Poet Pupek’s first novel, the story of an 11-year-old girl with a crazy mother and a father who abandons her, lingers in the darkest corners of the Southern-gothic tradition.

Ellie’s Mama ran away from her middle-class parents to marry Ellie’s uneducated Daddy. Mama is cultured and sensitive, so sensitive that she had to be institutionalized already. Daddy, who manages the local general store, keeps a lid on things at home by medicating Mama occasionally with a syringe of horse tranquilizer. Ellie adores Daddy and helps care for Mama, whose mental health improves when she becomes pregnant.
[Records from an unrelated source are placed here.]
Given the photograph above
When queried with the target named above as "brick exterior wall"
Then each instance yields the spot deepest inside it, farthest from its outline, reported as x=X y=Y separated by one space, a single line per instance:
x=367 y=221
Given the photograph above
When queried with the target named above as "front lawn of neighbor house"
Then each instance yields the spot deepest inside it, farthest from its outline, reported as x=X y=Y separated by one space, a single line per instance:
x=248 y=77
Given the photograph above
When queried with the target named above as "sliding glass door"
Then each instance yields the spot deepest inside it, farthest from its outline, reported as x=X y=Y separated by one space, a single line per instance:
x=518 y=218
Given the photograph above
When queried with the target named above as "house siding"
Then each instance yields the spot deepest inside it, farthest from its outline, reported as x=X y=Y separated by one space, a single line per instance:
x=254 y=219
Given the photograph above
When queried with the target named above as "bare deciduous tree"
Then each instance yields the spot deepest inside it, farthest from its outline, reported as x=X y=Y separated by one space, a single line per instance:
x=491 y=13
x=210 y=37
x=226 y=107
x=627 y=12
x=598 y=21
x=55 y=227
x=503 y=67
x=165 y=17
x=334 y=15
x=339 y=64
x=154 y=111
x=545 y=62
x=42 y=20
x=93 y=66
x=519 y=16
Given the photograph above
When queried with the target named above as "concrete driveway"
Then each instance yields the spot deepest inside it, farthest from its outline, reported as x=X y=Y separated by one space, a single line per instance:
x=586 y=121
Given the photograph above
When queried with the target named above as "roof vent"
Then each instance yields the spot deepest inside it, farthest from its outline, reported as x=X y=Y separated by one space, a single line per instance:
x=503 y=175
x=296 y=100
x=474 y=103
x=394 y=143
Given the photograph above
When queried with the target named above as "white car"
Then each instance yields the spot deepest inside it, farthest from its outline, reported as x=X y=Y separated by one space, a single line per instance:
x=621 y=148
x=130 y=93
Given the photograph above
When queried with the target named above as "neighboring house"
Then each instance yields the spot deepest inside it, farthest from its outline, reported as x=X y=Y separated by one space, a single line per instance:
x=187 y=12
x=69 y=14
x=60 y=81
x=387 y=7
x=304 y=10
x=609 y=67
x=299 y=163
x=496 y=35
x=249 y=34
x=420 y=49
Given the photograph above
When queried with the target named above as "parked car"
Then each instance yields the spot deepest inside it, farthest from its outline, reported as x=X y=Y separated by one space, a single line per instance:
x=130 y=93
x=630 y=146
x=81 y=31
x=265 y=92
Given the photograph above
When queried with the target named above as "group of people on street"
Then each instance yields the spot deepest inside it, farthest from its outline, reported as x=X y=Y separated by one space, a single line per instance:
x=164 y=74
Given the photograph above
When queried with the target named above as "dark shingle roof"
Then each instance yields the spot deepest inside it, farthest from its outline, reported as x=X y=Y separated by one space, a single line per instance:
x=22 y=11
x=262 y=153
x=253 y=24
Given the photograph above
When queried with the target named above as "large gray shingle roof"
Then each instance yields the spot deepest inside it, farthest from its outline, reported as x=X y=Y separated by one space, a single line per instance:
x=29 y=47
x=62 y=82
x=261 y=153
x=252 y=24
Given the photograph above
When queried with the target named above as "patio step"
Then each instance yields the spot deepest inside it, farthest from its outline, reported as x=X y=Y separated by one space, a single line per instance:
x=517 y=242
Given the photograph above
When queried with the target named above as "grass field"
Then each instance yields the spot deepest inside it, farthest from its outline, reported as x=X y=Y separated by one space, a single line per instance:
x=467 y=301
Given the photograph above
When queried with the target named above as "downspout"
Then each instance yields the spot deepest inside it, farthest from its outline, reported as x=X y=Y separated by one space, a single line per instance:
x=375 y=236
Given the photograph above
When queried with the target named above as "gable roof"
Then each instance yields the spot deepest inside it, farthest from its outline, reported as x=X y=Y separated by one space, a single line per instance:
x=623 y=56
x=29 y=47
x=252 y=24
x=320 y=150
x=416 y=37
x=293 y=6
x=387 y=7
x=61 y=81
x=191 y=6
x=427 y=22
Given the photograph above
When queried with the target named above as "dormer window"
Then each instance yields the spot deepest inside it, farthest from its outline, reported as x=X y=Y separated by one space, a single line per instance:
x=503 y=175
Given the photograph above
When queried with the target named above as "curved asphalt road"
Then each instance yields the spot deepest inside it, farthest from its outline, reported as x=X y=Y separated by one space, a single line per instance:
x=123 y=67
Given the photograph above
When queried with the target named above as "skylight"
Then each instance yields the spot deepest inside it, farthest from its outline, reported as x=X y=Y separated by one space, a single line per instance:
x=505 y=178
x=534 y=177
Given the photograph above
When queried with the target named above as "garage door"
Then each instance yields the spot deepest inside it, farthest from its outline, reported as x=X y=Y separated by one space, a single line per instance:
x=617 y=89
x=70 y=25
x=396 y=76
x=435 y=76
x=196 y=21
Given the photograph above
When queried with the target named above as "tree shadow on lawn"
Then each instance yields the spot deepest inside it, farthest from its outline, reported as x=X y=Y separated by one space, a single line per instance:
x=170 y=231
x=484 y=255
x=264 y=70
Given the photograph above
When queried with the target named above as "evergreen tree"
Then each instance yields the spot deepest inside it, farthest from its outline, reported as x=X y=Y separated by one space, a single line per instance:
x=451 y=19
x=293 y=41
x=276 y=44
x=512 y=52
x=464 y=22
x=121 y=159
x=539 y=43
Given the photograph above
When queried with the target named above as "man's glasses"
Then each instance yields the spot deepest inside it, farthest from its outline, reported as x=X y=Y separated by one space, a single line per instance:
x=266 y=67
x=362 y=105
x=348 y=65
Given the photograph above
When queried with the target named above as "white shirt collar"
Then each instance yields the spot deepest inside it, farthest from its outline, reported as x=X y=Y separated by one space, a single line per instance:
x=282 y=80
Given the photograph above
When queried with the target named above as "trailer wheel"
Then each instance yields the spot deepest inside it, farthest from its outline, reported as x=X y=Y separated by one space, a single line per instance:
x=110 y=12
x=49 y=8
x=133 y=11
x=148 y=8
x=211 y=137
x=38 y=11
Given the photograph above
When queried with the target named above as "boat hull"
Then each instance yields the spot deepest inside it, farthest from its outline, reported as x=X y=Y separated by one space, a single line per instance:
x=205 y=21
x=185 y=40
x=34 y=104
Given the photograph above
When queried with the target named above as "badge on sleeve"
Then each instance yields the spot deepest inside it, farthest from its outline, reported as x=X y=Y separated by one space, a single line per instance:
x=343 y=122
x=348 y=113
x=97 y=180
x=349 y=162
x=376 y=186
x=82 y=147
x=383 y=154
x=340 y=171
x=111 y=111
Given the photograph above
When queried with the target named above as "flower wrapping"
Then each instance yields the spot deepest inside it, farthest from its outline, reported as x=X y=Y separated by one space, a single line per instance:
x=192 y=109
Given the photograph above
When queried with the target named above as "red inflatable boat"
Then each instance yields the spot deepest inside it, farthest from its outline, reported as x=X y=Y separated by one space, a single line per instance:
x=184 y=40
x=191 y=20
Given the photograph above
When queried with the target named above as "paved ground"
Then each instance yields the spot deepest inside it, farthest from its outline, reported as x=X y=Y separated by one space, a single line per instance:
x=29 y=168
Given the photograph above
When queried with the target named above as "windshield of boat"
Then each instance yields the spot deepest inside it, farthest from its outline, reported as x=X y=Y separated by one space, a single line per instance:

Then Mama falls down the stairs and the doctors warn Daddy she may lose the baby. Ellie has already seen Daddy kissing Tess, a local teenager who grows the tomatoes he sells at his store. Now Daddy moves Tess into the house, supposedly to care for Mama as she recuperates, but Ellie knows Daddy and Tess are having sex. So does Mama, who becomes frantic to hold onto her husband. When Mama delivers her baby stillborn, she gets Ellie to hide baby Tom in the freezer until Ellie’s friend brings over some formaldehyde so Mama can carry him around in a jar. Ellie hates Tess for obvious reasons, but feels a little sorry for her when she learns that Tess’s father has abused her during her epileptic fits. While Daddy goes to Tess’s father’s place with his shotgun, Tess has an epileptic seizure. Daddy then takes Tess away with him. The local sheriff, who’s a little in love with Mama, gets involved, as does a clairvoyant black woman and her saintly husband. After Mama’s death and Daddy’s arrest, Ellie ends up in the care of a kindly woman. Despite her family history, her future looks hopeful.

Pupek creates a strong voice for Ellie but riddles the story with so many clichés that her novel becomes a caricature of itself.